Niezwykle spodobały mi się fotele. Są zaskakująco mocno wyprofilowane jak na tak spokojny, pozbawiony emocji samochód. To w połączeniu ze znaczną twardością siedziska sprawia, że dłuższa jazda nie męczy. Nie mam też żadnych zarzutów do miejsca z tyłu. Usiadłem za samym sobą i mogłem bez problemu rozwalić się jak Emir Pasza, a mierzę 183 cm.
Bagażnik? Bez rewelacji, ale na średni bagaż 4 osób powinien wystarczyć.
Nadwozie.
Przód Corolli nie wygląda jakoś strasznie konserwatywnie. Niestety tył i ogólna bryła zdradzają, że to projekt mający swoje lata. Ogólnie wizualnie ta Toyota kojarzy mi się z solidną i nowoczesną lodówką. Nie jakimś designerskim arcydziełem, tylko przedmiotem codziennego użytku ze współczesnym, dobrym wzornictwem.
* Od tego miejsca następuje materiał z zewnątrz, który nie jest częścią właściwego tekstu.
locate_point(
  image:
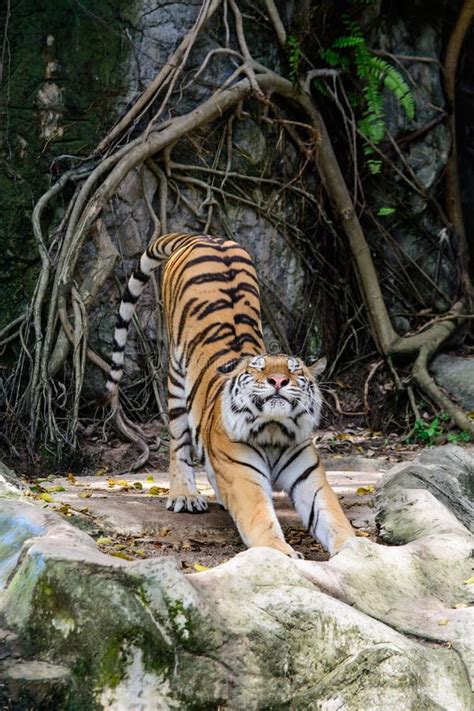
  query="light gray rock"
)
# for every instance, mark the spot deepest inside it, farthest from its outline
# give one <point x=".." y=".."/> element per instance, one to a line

Zresztą, cała Corolla powstała by taka być. Nie narzucać się, spełniać zadanie.
Podsumujmy: czy warto kupić schodzący model?
Schodząca Toyota Corolla nie wypada źle na tle nowej generacji. Również w porównaniu z konkurencją wydaje się rozsądnym wyborem, nie odstającym od poziomu reprezentowanego przez inne pojazdy tej klasy. Łącząc te fakty z tym, że wycofywana Corolla to bardzo przyzwoity i poprawny samochód - rekomendujemy przyjrzenie się pojazdom, które stoją w salonach. Jeśli szukacie stonowanego, klasycznego i praktycznego sedana to testowana Toyota powinna wam się spodobać.
Poważne przeciwwskazanie jest jedno. Jeśli szukasz emocji w jeździe Corolla nie jest dla Ciebie. Wszystko będzie git, samochód jak to Toyota, niezawodny, ale nigdy nie będziesz pamiętał, że w ogóle prowadziłeś jakieś auto. Tyle, że zapewne w przypadku następnej generacji wrażenie będzie to samo, w końcu Corolla nie powstała po to by budzić emocje, tylko żeby dowozić ludzi z A do B. Decyzja o zakupie modelu schodzącego wydaje się rozsądna, chyba że koniecznie musisz mieć Corollę z napędem hybrydowym. Ale ona na pewno nie będzie dostępna za takie pieniądze, za jakie można kupić model roku 2018.